Shares in the San Mateo, Calif., company, whose software helps enterprises rapidly analyze business information, closed Wednesday at $254 a share, more than double the initial public offering price. Enterprise tech chiefs, speaking broadly on the market reaction to the data-warehouse provider, point to the challenges they face in unifying and analyzing their data in real-time across multiple data sources.

The company is “also in some sense more easily understood as a phenomenon of how do we make sense [of data]," said Arthur Hu, chief information officer at Lenovo Group Ltd.



Business data over the last decade has become both more valuable and more abundant, the result of the push toward digital processes, such as e-commerce and automation, that simultaneously consume and generate information. The data deluge is only likely to increase, thanks to emerging technologies like edge devices and 5G, which are poised to enable data to come from more places at a faster pace.
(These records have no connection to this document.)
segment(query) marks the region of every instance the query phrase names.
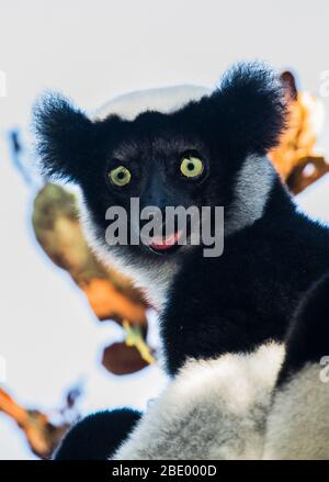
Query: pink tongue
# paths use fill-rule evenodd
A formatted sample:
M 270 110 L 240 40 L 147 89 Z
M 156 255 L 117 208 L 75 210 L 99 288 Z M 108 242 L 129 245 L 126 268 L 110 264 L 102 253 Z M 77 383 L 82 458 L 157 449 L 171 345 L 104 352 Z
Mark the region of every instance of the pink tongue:
M 154 238 L 152 242 L 150 243 L 150 246 L 154 249 L 159 249 L 159 250 L 168 249 L 171 246 L 177 244 L 180 235 L 181 235 L 180 232 L 175 232 L 175 233 L 172 233 L 172 234 L 170 234 L 169 236 L 167 236 L 164 238 Z

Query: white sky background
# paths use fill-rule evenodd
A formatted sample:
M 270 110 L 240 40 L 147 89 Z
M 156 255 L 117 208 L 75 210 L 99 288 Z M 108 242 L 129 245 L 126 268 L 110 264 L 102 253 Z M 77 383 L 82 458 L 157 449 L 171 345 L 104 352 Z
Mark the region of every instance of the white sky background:
M 0 355 L 8 386 L 23 404 L 49 410 L 63 390 L 86 380 L 83 411 L 145 406 L 163 379 L 155 368 L 128 378 L 97 367 L 100 349 L 121 333 L 98 324 L 83 295 L 33 242 L 33 192 L 10 164 L 5 133 L 26 131 L 31 104 L 60 90 L 93 110 L 128 90 L 177 83 L 214 86 L 239 59 L 261 58 L 298 74 L 319 94 L 329 70 L 329 3 L 324 0 L 0 0 Z M 329 100 L 322 99 L 326 111 Z M 328 115 L 319 145 L 329 157 Z M 329 218 L 329 181 L 302 195 Z M 0 415 L 0 459 L 31 458 L 14 425 Z

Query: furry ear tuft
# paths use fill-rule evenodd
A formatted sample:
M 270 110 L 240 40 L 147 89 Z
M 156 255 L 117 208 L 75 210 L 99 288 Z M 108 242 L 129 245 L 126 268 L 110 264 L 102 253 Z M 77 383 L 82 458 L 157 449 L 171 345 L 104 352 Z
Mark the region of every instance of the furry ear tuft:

Within this framework and defined broadly, “anything that smacks of ‘how can I take data and make it relevant and accessible and break down the barriers’ is going to be highly attractive," said Mr. Hu.

An April IDC report estimated that some 59 million petabytes of data would be created, captured, copied and consumed in 2020, up from 45 million petabytes in 2019. One petabyte is equal to 1,000 terabytes.

Data warehouses date to the 1970s as a way for companies to store and analyze huge amounts of information in their on-premise servers. Starting in the 2010s, companies including Amazon.com Inc. and Alphabet Inc.’s Google began selling cloud-based data-warehousing services.

Snowflake’s offering made its debut in 2015, giving customers the ability to dissociate storage and computing power. That was a novelty at the time; back then, if a user needed more processing power but not more storage, they’d have to pay for both, and vice versa, said Gartner Inc. analyst Adam Ronthal. Competitors have since introduced similar features, he said.

“So they picked up a lot of [Amazon customers] in the early days," Mr. Ronthal said, “and then built on that market momentum and expanded into [Microsoft] Azure, and then most recently into Google Cloud Platform. So now they’re on the three largest clouds."

Snowflake’s customers cite the software’s ability to streamline data-sharing, a plus when business data is housed in disparate systems.

Chris Dillon, vice president of architecture and cloud enablement at Cox Automotive, says Snowflake allows the company, whose brands include Autotrader, Kelley Blue Book and Manheim, to easily share data, such as car valuations with dealers and other partners.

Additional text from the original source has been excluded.